ODS_fmt	<13,10,"Section:%u RVA=%x VSIZE=%x Name=%s">,ecx,[esi+PE_SECT.rva],[esi+PE_SECT.vsize],esi

7.6.3 MACROS with :REQ

The ":REQ" MARG type can be used to force MACRO parameter number check up to a specific argument position.

For example:

MACRO MTEST
	MARG	a1,a2,a3,a4 :req , a5

	mov	eax,a1
	mov	ebx,a2
	mov	ecx,a3
	mov	edx,a4

ENDM

On macro invocation this will check for 4 macro arguments. And because of this "a5" can be missing but "a4" can not.

7.6.4 Nested MACROS

You can define a macro inside another macro... and so on.

For example:

MACRO M2 
	MARG arg1,arg2

	mov	eax,arg1

	MACRO M3 
		MARG arg3,arg4
		mov	eax,arg3
		push	arg4
	ENDM
	
	push	eax
	push	arg2

ENDM

On first invocation of M2 only it's body will be generated and M3 will be defined but not expanded.

7.6.5 Using "&" in MACROS

In MACRO body the "&" character will trigger a MARG check and expansion even if found in the middle of another token or string.

For example

MACRO M4
	MARG arg1 arg2

in_label_&arg1:
	mov	eax,<&arg1>
	db	" In strings: &arg2",0

ENDM

7.6.7 Recursive Macros

A macro can invoke itself recursively.

For example:

MACRO MPUSH
	MARG	p1,p2,p3,p4

	#ifnb <&p1>
		push	p1
		MPUSH	p2,p3,p4
	#endif
ENDM 
Notes:

7.6.7 Using EXITM in macros

EXITM can be used to return a token from a MACRO expansion.

For example

MACRO RV
	MARG func, params

	invoke func,params

	; return something from macro
	exitm eax
ENDM

; later on in code
	...
	mov	ecx,RV GetModuleHandle
	invoke	ExitProcess, < RV GetModuleHandleA >
	push	RV GetModuleHandleA
	...

Note:

7.6.8 The REPT Macro

You can use REPT to repeat a series of instructions.

For example

	x = 7

	REPT 12
		shl	eax,x
		add	ecx,3
		x = x+1
	ENDM

7.6.9 The FOR Macro

You can use FOR to repeat a series of instructions for each item in a list.

Syntax:

	FOR {item} IN: {items list} {REV} DO
		{ for macro body }
	ENDM

Sol_Asm will expand the {for macro body} for each element in {items list} and will replace any occurrence of {item} in the {macro body} with current {items list} element.

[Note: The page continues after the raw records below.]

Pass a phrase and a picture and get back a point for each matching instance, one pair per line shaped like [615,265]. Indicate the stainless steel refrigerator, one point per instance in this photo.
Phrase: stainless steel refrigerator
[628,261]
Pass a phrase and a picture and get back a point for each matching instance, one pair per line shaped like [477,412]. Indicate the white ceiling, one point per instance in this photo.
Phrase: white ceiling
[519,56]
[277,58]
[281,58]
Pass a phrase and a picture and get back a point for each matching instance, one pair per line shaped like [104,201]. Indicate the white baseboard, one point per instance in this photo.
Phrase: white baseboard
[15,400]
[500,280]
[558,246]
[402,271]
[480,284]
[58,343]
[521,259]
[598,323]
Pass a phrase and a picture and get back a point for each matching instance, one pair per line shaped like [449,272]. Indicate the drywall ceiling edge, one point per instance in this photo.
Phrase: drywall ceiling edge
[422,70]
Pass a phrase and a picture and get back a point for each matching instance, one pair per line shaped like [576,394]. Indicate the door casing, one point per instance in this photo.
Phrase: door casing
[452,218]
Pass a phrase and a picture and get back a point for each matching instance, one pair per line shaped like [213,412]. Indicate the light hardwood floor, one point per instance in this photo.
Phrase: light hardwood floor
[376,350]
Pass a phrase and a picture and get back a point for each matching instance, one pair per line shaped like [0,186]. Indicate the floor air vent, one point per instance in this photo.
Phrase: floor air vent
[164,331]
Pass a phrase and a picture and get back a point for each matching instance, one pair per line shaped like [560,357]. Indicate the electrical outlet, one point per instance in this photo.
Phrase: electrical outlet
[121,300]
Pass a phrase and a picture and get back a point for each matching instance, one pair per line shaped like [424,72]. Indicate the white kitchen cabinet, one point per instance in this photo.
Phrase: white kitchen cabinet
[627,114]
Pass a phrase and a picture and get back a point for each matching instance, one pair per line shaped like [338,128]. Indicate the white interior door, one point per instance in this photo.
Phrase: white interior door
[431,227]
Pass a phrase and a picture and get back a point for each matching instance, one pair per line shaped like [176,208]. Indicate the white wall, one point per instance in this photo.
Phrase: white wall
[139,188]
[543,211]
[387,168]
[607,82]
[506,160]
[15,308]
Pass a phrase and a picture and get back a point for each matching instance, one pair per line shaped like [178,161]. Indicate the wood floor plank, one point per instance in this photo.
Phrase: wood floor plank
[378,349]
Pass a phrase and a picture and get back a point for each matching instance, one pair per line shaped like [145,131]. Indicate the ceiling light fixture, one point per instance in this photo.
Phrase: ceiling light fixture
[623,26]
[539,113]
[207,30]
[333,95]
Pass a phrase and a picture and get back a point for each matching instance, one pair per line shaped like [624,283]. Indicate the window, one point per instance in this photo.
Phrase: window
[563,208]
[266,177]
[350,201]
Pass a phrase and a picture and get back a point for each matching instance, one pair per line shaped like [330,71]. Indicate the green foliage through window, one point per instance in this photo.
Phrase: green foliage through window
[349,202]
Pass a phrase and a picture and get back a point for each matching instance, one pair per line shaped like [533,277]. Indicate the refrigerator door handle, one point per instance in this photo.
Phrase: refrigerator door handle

The "REV" keyword is optional and if present then the {items list} will be parsed in reversed order.

FOR can be used to iterate the variable parameters of a MACRO.

For example

MACRO my_invoke
	MARG func :req, params :vararg

	FOR item IN: params REV  DO
		push   item
	ENDM

	call	func
ENDM 

The above sample will define your own INVOKE like macro and you can later on use it like this:

	my_invoke	My_Func,eax,0,1,"123",[ecx]

7.7 Conditional Assembly

You can conditionally eliminate a block of source code at compile time by using the following directives:

Directive Description
#ifdef {symbol} if symbol is defined
#ifndef {symbol} if symbol is not defined
#ifb {token} if token is blank
#ifnb {token} if token is not blank
#if_used {symbol} if symbol is used in code
#if_not_used {symbol} if symbol is not used in code
#if {condition} if condition is true

Syntax:


	#ifdef {symbol_name}

		; code block for true
		....
	#else
		; code block for false

	#endif

For example:


	;------------------------------------------------
	; this checks the command line /binary option
	;------------------------------------------------
	#ifdef /binary
		org	0B000h
		disp	0B000h
	#endif
	
	#if $ >= 512
		#echo "boot sector address overflow: %x", $
	#endif

Observe how command line options get auto promoted as EQU symbol and can be tested by #ifdef

#ifdef can be nested on multiple levels so the following example is valid also.

	#IFDEF INTEL
		mov	eax,1
		#IFDEF WIN32
			mov	esi,32h
			#ifdef	LUCKY
				mov	ecx,33h
			#else
				mov	ecx,11h
			#endif
		#ELSE
			mov	esi,16h
		#ENDIF
		mov	edi,88h
	#ELSE
		mov	eax,2

		#IFDEF WIN32
			mov	esi,32h
			#ifdef	LUCKY
				mov	ecx,33h
			#else
				mov	ecx,11h
			#endif
		#ELSE
			mov	esi,16h
		#ENDIF	
		mov	edi,77h
	#ENDIF

7.8 Runtime High Level .IF and friends

You can use runtime high level .IF .ELSEIF .ELSE .ENDIF constructs in SOL_ASM.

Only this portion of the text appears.